Indeed, Malpas argues that the expanding fleet of post-panamax vessels in the 85,000-100,000 dwt range and mini-capes of 100-120,000 dwt were designed with draft limitations in Asia in mind, rather than the confines of the new locks.
“Both designs fit the new locks, and there is a degree of comfort in this for owners in building Canal-suitable vessels. But that’s coincidental,” he said. “These ships were built for trades such as coal from Australia into Asia, not for the new Panama Canal locks.
“Established large bulk carrier trades such as coal imports to India or South American grain exports are unlikely to use the Canal, having a range of other route options.”

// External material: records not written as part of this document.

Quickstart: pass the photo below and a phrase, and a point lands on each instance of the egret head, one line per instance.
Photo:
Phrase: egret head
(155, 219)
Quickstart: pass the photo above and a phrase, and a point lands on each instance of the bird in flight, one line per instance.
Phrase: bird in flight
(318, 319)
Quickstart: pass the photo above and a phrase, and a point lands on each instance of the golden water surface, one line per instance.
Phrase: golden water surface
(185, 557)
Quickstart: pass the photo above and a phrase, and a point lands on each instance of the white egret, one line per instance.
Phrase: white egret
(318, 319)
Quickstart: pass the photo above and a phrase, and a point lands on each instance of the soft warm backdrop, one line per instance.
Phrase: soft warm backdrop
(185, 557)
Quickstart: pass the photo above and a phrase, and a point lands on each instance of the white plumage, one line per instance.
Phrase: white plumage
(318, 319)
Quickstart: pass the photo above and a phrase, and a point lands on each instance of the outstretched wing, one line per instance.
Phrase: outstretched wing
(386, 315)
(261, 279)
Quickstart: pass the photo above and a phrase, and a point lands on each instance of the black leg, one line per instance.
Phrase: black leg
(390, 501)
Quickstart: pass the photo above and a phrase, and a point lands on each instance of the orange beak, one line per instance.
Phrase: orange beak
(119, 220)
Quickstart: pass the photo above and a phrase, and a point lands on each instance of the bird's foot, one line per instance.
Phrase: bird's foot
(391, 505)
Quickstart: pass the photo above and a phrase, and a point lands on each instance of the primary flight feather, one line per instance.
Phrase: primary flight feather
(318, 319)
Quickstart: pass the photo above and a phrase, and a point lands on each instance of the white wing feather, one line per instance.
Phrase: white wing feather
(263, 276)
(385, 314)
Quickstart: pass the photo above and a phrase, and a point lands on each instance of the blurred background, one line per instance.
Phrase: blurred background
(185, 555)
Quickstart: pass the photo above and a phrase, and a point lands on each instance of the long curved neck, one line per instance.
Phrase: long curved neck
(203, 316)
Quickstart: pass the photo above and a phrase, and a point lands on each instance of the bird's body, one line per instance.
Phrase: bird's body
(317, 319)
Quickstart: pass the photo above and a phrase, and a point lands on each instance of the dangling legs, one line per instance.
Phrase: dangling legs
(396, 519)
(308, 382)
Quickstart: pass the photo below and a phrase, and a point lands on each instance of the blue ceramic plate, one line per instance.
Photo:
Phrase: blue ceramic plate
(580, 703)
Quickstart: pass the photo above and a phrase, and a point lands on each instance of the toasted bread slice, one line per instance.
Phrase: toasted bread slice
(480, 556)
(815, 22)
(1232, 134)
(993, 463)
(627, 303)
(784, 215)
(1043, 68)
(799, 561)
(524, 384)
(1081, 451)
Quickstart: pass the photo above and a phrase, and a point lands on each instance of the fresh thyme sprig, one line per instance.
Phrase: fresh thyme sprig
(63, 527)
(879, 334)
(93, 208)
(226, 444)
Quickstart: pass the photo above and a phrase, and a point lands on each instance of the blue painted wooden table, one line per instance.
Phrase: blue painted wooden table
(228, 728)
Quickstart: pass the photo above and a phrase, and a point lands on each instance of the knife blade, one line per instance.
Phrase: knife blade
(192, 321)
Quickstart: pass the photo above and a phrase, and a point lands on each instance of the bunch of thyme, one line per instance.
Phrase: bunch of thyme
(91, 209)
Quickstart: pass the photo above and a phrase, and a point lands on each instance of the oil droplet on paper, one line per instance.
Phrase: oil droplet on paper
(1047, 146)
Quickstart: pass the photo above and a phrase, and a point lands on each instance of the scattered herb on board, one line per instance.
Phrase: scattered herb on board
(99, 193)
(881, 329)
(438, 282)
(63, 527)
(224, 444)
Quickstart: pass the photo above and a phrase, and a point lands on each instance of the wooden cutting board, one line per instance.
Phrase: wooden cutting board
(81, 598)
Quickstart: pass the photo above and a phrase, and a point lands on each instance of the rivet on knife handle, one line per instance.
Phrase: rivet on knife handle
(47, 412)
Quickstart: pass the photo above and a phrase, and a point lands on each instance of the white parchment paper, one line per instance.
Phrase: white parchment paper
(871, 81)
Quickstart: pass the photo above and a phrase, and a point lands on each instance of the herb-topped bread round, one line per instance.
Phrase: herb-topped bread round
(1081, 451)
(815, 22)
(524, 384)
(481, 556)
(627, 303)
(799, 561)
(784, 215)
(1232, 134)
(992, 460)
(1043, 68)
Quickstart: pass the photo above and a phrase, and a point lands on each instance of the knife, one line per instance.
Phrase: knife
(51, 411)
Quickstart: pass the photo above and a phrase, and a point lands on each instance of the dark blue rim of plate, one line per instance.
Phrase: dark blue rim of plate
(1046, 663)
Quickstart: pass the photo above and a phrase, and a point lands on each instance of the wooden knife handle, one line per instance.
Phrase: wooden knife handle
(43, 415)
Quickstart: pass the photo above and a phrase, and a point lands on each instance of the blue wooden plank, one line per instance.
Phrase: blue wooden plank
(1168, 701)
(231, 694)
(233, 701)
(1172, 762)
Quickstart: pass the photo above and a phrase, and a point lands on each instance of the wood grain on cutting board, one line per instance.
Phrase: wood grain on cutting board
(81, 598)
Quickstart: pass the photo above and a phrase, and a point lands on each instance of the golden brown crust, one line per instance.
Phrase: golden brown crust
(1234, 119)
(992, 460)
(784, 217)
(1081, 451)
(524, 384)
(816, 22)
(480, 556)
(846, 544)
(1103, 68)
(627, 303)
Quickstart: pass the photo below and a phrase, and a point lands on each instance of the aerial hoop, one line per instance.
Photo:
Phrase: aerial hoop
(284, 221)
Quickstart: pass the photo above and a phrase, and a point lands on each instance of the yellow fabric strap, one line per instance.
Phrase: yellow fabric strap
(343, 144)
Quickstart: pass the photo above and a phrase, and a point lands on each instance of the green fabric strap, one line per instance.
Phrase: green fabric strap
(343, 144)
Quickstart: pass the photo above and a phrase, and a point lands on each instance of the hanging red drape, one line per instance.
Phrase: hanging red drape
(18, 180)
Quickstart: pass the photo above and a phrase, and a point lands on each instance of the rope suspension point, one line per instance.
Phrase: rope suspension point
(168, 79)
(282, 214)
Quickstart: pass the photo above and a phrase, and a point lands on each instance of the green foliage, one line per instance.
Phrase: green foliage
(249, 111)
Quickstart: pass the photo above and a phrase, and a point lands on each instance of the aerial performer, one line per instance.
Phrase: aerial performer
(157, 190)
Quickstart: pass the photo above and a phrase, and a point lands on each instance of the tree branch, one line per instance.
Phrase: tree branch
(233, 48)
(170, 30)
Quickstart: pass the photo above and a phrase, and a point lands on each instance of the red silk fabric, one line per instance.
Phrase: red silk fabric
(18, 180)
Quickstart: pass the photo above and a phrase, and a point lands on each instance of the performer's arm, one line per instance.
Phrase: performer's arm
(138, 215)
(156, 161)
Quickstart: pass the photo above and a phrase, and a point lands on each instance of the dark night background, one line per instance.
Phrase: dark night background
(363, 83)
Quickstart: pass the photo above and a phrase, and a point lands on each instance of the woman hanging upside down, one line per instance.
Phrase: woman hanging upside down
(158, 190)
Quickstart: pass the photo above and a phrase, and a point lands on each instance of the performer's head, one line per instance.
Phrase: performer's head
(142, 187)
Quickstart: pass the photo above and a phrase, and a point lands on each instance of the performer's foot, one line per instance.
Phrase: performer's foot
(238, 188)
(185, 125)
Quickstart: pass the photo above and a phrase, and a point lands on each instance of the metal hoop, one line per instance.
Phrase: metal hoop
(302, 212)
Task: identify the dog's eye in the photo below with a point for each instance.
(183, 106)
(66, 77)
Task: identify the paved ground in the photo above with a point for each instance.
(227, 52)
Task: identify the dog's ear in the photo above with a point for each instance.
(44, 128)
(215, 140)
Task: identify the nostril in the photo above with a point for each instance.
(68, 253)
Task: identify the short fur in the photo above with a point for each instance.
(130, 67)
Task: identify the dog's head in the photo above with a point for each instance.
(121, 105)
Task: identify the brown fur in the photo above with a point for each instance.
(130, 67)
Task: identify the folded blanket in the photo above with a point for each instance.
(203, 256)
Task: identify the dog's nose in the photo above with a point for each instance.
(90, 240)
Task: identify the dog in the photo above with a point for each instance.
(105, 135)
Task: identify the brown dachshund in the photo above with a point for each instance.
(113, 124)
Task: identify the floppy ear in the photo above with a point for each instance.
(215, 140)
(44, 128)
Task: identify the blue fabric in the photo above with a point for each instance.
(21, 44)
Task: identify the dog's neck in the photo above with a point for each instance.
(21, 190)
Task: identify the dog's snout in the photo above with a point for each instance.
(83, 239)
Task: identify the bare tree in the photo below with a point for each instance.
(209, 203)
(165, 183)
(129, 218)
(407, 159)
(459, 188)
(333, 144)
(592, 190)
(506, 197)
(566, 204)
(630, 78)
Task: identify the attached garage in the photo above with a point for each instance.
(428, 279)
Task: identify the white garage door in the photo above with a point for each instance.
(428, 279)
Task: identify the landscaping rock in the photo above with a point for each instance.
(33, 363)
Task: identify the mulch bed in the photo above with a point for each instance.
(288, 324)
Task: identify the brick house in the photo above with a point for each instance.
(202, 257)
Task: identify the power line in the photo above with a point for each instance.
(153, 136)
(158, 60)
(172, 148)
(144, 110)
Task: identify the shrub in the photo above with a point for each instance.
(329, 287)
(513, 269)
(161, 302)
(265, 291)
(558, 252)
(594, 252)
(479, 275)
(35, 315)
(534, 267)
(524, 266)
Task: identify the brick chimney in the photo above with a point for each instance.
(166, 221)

However, as Eriksen points out, some shippers and owners are positioning themselves to use larger ships via the new locks. ADM, for example, has ordered three 97,000 dwt vessels. These are designed to both maximize the draft of 45 feet on the lower Mississippi River and to take advantage of the 50-foot draft through the Canal.
“Based on economies of scale, as shippers fully load panamax vessels and use small capesize ships, certain benefits will accrue to the inland navigation system and the Center Gulf export position in particular,” he added.
These economies of scale could be further boosted if the lower Mississippi is deepened to 50 feet, as proposed by one U.S. Congressman earlier this year.
Another factor in Canal usage will be the availability and capacity of other export outlets. With its deep harbors and handy location, ports on the Pacific Northwest coast of the U.S. and Canada often remain the fastest, shortest route for many U.S. shippers to access Asian markets when shipping cargo as bulk.
Although environmental objections have prevented some bulk ports in the U.S. from moving forward at the speed expected, capacity is expanding.
“In the PNW, export capacity has increased by about 30 percent including the brand new EGT facility at the Port of Longview earlier this year and other expansion efforts announced just recently,” said Eriksen.
The EGT group is a partnership between Bunge, Itochu Corporation from Japan and STX Pan Ocean, a leading ocean tramper company. The $200 million facility will have loading and unloading capacity of some 3,000 tonnes per hour and an annual capacity of around 8 to 9 million tonnes.
Efforts are also under way to boost capacity at Grays Harbor, Kalama, Cherry Point and Vancouver, all projects located in Washington State.
In the future, greater volumes of U.S. grains could also be shipped by container, whether via the Panama Canal or by using alternative routes.
The jury may be out on how big a role the new Panama Canal locks will play in the grain trade, but shippers seem certain to have a lot more options in the very near future.